Investigation of UCH-L1 interactions and functions.

Ubiquitin C-Terminal Hydrolase L1 (UCH-L1) is a highly stable, massively abundant protein in neurons that acts as a deubiquitinating enzyme (DUB) and plays a key role in monoubiquitin homeostasis. UCH-L1 accounts for 1-5% of total cellular protein in the brain and, despite its relatively small size, has one of the most complicated three-dimensional structures yet discovered. The precise functions of UCH-L1 remain enigmatic but the knotted backbone has been suggested to protect against proteasomal unfolding and degradation, suggesting a possible role in protecting and recycling of ubiquitin released from degraded proteins after proteasomal destruction.

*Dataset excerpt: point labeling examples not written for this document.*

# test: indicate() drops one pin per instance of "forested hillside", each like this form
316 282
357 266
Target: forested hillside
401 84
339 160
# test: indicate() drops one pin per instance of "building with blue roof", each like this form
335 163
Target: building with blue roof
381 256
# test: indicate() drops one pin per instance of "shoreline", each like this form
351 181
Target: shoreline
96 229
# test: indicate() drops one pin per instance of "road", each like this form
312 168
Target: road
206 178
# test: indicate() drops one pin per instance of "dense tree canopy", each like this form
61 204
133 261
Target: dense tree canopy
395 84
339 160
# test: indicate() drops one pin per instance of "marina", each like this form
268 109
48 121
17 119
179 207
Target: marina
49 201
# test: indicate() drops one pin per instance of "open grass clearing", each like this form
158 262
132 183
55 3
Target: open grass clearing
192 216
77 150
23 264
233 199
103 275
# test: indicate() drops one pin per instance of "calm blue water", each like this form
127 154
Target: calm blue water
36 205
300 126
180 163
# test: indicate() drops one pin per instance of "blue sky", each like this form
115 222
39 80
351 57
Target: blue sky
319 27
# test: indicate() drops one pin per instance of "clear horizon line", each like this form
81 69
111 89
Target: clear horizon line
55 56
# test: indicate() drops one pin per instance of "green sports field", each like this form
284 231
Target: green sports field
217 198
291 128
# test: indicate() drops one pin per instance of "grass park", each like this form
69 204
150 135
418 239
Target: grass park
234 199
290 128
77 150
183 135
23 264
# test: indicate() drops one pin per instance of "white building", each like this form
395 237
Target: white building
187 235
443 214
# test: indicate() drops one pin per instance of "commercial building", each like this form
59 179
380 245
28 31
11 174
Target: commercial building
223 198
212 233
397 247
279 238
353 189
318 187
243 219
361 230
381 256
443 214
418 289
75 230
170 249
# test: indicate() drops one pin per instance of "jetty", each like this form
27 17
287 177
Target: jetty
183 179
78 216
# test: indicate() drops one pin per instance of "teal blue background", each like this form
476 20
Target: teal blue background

The major phenotype of UCH-L1 loss or dysfunction is axonal dystrophy (so called 'dying back'), particularly in spinal neurons. Consistent with this, gracile axonal dystrophy (gad) mice, that lack functional UCH-L1 develop normally but show ataxia and progressive paralysis as they age and die prematurely.

The aims of this PhD project are to understand the molecular basis of UCH-L1 function in axonal maintenance and ageing by using combinations of wild-type and gad mice, and knockdown and molecular replacement strategies (with UCH-L1 mutants we already have) in spinal cord dorsal root ganglion (DRG) neuronal cultures to identify:

1. How manipulating UCH-L1 impacts on axonal maintenance (e.g. blebbing, occlusion and spheroid formation as well as morphological signs of 'dying back'). These experiments will use confocal imaging and microfluidics chambers to isolate and directly image axonal stability and maintenance by assaying for spheroids/occlusions that mark dying axons. Our objective will be to correlate these phenotypes to transport deficits.

2. The proteins that UCH-L1 interacts with and/or indirectly regulates using quantitative proteomics approaches in collaboration with the Proteomic facility using TMT post-labelling proteomics approaches to i) compare protein abundance in WT and UCH-L1 lacking neurons. This will identify proteins which are regulated by UCH-L1 and ii) performing immunoprecipitation of native UCH-L1 and using GFP-Trap of exogenous virally expressed GFP-UCH-L1 to define proteins that bind to UCH-L1, again using TMT to identify the retained interacting proteins. The protein hits will be validated in separate pull-down assays and then prioritised according to their potential roles in axons. The precise roles of the selected candidate proteins in processes involved in axonal maintenance and/or degradation will then be defined using biochemical, imaging and functional assays.

Because we already have all of the necessary UCH-L1 tools and have a wealth of expertise in these approaches the student will be ideally placed to make significant progress towards unravelling the mechanisms of action, and physiological and pathophysiological roles of UCH-L1 regulation of ubiquitin homeostasis.